Red Devils legend, and current pundit, Ferdinand has given his assessment of what the 26-year-old needs to do to recapture his best form and save his career at Old Trafford, with the people in his entourage around him holding the key.

“It’s a pivotal moment in his [Marcus Rashford’s] career now,” said Ferdinand, speaking on the Stick to Football podcast, brought to you by Sky Bet. “He’s not a kid anymore.

“A lot of people look at potential and talent. He’s 26 – what were you [the panel] doing at 26? We were still making mistakes, don’t get me wrong, but on the football pitch you had it locked down, you knew what you were doing, you knew what you were about, who you were.

“There’s a big decision to make for him. He’s got to look at who is around him. I know his family play a big part with him, which is great, but who are the external people around that? Are they the right people, are they enabling him to make excuses for himself behind closed doors, or are they saying, ‘Look at yourself, and be accountable for what you are doing’? He needs to look at that and own that and make big decisions.

“When I joined Leeds United, I could’ve gone to Chelsea, and they were probably the club I preferred to go to at the time. The reason I left [West Ham] to go to Leeds was because it was out of London, and the external people around me, I needed to get away from. He’ll need to either decide to get rid of them and stay in Manchester or leave Manchester and get rid of those people. It might be an accumulation of different things, but that could be a big part because the people around you do have a big influence on how you are – especially accountability.”

Rio Ferdinand joined the Stick to Football podcast this week (Getty Images)
Rio Ferdinand joined the Stick to Football podcast this week (Getty Images)

Ferdinand’s fellow Stick to Football panellist Gary Neville also admitted to concerns over Rashford’s current state of mind, believing that something is “not right” for the winger.

“Marcus Rashford, I don’t know how to say this but to me there’s something not right,” added Neville. “He’s not right, and it’s not just a case of him not playing well, he doesn’t look happy.

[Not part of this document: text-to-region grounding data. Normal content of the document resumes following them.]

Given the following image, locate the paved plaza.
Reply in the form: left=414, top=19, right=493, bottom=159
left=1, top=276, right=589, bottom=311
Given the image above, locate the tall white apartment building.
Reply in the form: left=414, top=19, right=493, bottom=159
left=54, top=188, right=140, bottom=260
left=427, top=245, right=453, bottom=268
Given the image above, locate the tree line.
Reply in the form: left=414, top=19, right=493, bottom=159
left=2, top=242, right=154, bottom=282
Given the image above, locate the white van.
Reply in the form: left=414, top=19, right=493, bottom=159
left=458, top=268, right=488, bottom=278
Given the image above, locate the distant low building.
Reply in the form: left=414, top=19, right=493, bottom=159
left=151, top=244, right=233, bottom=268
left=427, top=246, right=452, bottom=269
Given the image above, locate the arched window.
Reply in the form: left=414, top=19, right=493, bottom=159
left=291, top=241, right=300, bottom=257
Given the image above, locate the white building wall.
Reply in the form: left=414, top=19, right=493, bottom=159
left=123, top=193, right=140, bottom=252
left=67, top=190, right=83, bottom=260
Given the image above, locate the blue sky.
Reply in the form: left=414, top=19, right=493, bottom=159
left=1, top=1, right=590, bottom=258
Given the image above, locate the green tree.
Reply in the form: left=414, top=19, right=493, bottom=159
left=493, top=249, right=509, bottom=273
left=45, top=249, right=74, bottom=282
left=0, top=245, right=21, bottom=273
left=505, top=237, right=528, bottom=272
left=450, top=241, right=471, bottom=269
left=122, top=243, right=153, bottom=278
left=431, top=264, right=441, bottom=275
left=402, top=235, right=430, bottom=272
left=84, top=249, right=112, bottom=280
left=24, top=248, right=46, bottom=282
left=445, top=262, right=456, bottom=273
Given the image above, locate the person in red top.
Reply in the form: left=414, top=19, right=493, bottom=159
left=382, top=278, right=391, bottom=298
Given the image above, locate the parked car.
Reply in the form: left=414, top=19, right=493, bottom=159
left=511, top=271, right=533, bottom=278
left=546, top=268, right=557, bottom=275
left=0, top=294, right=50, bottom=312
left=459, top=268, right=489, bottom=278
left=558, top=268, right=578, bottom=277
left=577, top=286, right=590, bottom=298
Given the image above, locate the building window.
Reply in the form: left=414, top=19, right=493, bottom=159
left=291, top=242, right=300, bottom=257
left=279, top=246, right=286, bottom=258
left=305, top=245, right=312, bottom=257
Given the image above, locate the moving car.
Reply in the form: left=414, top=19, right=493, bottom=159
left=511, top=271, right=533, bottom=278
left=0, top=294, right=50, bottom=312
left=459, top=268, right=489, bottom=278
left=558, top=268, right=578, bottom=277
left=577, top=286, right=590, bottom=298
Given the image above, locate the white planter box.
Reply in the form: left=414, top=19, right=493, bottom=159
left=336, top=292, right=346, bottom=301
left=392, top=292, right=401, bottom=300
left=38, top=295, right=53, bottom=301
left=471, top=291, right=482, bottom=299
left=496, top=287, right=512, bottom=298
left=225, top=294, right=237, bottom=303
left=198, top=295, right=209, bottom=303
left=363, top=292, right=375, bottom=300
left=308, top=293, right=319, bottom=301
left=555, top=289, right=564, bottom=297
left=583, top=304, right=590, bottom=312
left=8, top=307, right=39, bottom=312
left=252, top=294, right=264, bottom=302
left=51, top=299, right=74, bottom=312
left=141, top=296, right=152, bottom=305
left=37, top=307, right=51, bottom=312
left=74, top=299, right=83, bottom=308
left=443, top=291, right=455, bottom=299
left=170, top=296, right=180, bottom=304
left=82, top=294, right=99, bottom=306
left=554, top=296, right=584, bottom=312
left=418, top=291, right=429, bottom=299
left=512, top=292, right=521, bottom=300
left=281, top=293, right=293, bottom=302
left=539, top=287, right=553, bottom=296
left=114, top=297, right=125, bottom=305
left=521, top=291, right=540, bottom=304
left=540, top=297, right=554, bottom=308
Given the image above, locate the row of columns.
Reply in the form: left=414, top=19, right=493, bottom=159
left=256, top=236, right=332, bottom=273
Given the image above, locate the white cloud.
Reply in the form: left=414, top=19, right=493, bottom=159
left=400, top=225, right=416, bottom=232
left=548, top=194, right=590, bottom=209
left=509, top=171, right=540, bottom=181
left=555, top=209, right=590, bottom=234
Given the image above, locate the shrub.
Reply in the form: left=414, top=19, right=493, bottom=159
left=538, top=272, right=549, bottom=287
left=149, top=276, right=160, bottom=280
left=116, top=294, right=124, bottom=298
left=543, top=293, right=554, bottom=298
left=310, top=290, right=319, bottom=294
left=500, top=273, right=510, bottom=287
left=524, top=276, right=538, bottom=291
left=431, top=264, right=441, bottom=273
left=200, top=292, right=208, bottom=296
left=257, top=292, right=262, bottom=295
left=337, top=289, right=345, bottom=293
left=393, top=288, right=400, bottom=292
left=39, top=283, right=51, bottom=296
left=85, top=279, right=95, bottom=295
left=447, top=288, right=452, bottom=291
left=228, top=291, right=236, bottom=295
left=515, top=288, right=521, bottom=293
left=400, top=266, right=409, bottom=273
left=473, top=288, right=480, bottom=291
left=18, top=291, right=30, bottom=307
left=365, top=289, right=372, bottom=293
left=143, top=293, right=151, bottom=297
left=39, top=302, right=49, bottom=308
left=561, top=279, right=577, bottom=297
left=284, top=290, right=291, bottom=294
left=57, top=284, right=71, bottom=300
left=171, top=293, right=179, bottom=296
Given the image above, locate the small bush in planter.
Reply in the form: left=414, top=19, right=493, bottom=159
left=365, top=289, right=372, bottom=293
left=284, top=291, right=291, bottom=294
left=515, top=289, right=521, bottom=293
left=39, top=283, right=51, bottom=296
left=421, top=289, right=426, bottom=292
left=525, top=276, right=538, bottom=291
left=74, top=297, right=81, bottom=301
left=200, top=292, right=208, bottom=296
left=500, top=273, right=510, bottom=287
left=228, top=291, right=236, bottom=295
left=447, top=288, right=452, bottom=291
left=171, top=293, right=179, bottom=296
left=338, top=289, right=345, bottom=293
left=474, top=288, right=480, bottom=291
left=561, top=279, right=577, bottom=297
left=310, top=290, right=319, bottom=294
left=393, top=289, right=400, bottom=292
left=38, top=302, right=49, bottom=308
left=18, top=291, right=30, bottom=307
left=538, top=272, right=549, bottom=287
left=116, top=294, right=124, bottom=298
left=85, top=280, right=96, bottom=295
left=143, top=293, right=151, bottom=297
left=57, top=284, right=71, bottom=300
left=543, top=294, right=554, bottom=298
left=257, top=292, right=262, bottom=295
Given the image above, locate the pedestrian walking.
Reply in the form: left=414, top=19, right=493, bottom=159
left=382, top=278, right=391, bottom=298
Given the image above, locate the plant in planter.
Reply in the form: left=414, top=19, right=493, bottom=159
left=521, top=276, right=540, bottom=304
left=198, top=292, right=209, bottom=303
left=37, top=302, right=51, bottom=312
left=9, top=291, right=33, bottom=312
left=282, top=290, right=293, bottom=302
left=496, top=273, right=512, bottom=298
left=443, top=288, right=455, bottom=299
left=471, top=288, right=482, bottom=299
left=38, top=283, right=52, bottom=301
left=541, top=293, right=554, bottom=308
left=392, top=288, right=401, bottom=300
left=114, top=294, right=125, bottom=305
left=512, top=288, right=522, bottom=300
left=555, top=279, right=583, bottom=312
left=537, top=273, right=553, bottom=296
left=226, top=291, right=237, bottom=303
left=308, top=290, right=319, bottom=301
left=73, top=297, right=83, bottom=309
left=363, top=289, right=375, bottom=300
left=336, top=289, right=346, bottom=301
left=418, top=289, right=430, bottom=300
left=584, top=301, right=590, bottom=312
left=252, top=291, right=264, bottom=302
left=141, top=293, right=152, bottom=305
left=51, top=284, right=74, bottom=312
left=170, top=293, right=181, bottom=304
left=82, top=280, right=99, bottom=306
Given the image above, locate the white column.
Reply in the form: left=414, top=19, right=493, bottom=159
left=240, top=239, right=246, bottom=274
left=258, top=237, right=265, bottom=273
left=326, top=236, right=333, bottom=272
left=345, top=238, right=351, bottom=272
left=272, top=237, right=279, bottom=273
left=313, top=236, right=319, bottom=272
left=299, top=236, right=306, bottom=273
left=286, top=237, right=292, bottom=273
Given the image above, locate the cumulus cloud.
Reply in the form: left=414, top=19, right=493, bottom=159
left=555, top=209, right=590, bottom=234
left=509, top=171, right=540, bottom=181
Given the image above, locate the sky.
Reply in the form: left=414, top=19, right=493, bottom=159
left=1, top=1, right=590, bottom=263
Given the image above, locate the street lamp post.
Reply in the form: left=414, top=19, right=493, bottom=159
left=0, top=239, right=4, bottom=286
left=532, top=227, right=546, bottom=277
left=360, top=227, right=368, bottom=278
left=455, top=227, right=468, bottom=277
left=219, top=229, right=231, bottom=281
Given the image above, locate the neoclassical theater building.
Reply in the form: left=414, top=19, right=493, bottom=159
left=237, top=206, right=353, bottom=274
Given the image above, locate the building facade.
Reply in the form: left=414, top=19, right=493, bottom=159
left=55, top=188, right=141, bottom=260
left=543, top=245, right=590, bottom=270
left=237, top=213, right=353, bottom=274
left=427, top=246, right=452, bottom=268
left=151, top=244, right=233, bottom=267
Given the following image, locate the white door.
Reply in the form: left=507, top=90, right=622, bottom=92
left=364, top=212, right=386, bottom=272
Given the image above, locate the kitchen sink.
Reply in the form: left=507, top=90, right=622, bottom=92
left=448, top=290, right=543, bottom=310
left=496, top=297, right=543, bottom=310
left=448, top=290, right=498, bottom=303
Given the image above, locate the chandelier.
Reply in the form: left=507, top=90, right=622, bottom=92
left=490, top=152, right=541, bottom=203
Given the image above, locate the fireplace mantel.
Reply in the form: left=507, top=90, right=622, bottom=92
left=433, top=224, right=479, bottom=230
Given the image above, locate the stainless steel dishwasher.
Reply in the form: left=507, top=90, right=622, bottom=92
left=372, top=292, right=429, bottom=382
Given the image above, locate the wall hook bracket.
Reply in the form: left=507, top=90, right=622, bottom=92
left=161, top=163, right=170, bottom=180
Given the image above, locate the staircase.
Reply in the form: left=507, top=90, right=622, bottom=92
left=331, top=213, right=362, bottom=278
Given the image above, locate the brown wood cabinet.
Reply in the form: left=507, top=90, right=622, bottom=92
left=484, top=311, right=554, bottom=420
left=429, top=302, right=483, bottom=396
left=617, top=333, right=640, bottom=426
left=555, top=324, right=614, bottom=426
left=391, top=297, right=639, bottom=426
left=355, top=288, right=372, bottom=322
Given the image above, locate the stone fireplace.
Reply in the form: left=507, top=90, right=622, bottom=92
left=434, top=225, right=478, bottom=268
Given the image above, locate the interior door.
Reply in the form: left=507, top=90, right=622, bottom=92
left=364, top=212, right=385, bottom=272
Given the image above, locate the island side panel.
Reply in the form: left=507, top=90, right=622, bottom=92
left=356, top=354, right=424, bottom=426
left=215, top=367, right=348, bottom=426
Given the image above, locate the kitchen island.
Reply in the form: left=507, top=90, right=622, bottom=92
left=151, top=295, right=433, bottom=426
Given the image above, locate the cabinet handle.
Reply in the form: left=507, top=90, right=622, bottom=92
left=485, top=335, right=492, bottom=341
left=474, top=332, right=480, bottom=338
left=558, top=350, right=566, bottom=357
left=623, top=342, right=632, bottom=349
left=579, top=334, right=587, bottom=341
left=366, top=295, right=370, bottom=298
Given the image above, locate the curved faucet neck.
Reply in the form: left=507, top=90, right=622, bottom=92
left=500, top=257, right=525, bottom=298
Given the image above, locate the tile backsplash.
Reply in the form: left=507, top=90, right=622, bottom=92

“I’m looking at him and thinking, I am worried about him. We know there’s been a couple of instances this season, he’s come under pressure and his form has been bad, but I look at him and think that’s not right. It’s not a lad that’s grown up with the freedom and spirit of playing for Manchester United as a kid.”

Gary Neville believes something is ‘not right’ with Marcus Rashford (PA)
Gary Neville believes something is ‘not right’ with Marcus Rashford (PA)

Roy Keane, Jamie Carragher, Ian Wright and Jill Scott completed the panel alongside Ferdinand and Neville as they discussed Manchester United’s struggles in general and the rivalry with Liverpool.

Keane also weighed in on the Rashford situation and determined that the forward needs “an old-fashioned kick up the arse” to turn his form around.

“There’s no question mark about his [Marcus Rashford’s] ability, he’s outstanding – but there’s something amiss with him,” said Keane. “We’ve had these conversations every few months – a player can have an off-spell or a dip, but he’s certainly not enjoying his football.

“I wouldn’t say I’m worried about him, but you look at him and there’s something amiss. The people around him, whether it be family or his manager, who’s on his case every day. Who is giving him an old-fashioned kick up the arse and saying ‘Come on, we need more from you’?

“If you want to be this leader, and you’re on the big contracts, then there is that responsibility. I don’t think that is happening, I don’t think there is anybody on his case. That doesn’t mean to say he still can’t produce and start running a bit more. He’s been at the club a long time, since he was a kid.”